Im Lager der Mitte und der GLP priorisieren jeweils rund die Hälfte die Versorgungssicherheit, was verglichen mit dem nationalen Schnitt etwas erhöht ist, während der Strompreis hier etwas weniger häufig genannt wird. Noch deutlicher an erster Stelle steht die Versorgungssicherheit bei der Anhängerschaft der FDP, wo sie von circa zwei Dritteln an erster Stelle gesehen wird. Hier wird hingegen die Klimaneutralität praktisch von niemanden als erste Priorität genannt.
Stimmberechtigte, die der SVP nahe stehen, priorisieren verglichen mit den anderen politischen Lagern häufiger die Strompreise, wobei dies unter älteren Stimmberechtigten dieser Gruppe besonders ausgeprägt ist.
Bezogen auf die Vorgehensweise wie mit den Konflikten zwischen den drei Aufgaben der Stromproduktion umgegangen werden soll, zeigt sich ein klares Muster: So soll in den drei Aussagen mit der höchsten Zustimmung jeweils die nachhaltige und klimaneutrale Stromproduktion dem Strompreis, der Verhinderung von Stromausfällen sowie dem Landschaftsschutz untergeordnet werden. Somit erreichen die gleichen drei Aussagen die höchste Zustimmung wie letztes Jahr.
Fast drei Viertel der Stimmbevölkerung sind der Meinung, der Aufbau nachhaltiger Energieproduktion darf den Strom nicht massiv verteuern (72% sehr/eher einverstanden; -4 Prozentpunkte).

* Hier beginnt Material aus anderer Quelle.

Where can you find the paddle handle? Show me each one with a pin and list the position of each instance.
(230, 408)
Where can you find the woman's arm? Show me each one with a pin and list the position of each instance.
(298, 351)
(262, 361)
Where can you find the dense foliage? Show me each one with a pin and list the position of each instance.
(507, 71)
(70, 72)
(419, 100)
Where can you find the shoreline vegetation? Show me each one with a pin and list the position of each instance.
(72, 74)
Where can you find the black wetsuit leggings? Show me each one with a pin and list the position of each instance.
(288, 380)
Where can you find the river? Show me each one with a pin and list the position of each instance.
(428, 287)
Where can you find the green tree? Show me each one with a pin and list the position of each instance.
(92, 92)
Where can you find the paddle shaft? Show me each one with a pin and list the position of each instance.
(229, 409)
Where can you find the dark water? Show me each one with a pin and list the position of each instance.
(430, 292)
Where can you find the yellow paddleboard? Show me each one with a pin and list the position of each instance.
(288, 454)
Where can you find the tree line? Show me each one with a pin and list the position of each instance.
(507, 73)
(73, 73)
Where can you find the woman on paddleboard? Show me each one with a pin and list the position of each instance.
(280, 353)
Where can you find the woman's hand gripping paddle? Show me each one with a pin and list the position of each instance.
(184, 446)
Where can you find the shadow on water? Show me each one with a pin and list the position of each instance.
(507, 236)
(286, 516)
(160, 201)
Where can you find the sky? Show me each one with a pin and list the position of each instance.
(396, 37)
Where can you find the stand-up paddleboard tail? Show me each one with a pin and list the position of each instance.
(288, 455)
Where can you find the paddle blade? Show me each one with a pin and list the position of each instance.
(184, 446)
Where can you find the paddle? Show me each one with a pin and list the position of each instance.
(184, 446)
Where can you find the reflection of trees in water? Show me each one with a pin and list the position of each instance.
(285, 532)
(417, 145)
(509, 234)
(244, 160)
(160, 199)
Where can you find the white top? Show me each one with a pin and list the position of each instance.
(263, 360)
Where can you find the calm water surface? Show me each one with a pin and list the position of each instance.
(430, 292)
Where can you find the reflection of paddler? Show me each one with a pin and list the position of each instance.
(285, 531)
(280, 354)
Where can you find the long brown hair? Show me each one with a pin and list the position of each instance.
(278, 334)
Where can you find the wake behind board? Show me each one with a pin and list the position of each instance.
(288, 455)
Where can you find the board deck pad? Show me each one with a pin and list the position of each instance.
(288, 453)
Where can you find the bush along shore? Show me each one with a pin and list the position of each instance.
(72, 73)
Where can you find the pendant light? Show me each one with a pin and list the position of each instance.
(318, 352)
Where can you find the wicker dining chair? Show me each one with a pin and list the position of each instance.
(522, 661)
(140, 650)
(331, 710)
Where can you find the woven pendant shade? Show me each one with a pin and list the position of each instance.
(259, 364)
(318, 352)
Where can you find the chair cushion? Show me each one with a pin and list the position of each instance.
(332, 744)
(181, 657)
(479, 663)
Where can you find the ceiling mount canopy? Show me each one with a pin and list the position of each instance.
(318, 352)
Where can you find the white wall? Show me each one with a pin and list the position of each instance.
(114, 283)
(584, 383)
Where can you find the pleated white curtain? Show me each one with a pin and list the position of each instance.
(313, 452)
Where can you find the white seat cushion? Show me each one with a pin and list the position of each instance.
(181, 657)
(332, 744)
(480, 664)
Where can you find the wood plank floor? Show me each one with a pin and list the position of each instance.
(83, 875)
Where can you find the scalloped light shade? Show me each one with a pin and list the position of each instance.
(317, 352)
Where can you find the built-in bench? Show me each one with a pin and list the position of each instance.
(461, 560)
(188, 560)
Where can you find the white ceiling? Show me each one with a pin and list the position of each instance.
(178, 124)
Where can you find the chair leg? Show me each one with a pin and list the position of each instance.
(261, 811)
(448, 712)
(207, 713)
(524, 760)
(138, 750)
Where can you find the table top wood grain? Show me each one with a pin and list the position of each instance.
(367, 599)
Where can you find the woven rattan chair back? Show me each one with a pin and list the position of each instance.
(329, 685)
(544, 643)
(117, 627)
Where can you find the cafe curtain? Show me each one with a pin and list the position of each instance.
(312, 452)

Dass wir uns Stromausfälle nicht leisten können, auch wenn dies auf Kosten der Klima- und Energieziele geschieht (66%, +5) sowie, dass für die Energiewende nicht der Landschaftsschutz aufgegeben werden darf (62%, -1) sind zwei Aussagen die klare Mehrheiten der Schweizer:innen zu überzeugen vermögen.
Gerade bezüglich des Preises und des Umweltschutzes sind die Prioritäten nicht ganz klar: So werden ein schnelles Angehen der Energiewende unabhängig der Kosten, (59%, -1) sowie die Steigerung der inländischen erneuerbaren Energie, auch wenn Abstriche im Umweltschutz dazu nötig sind (51%, -8) ebenfalls mehrheitlich unterstützt.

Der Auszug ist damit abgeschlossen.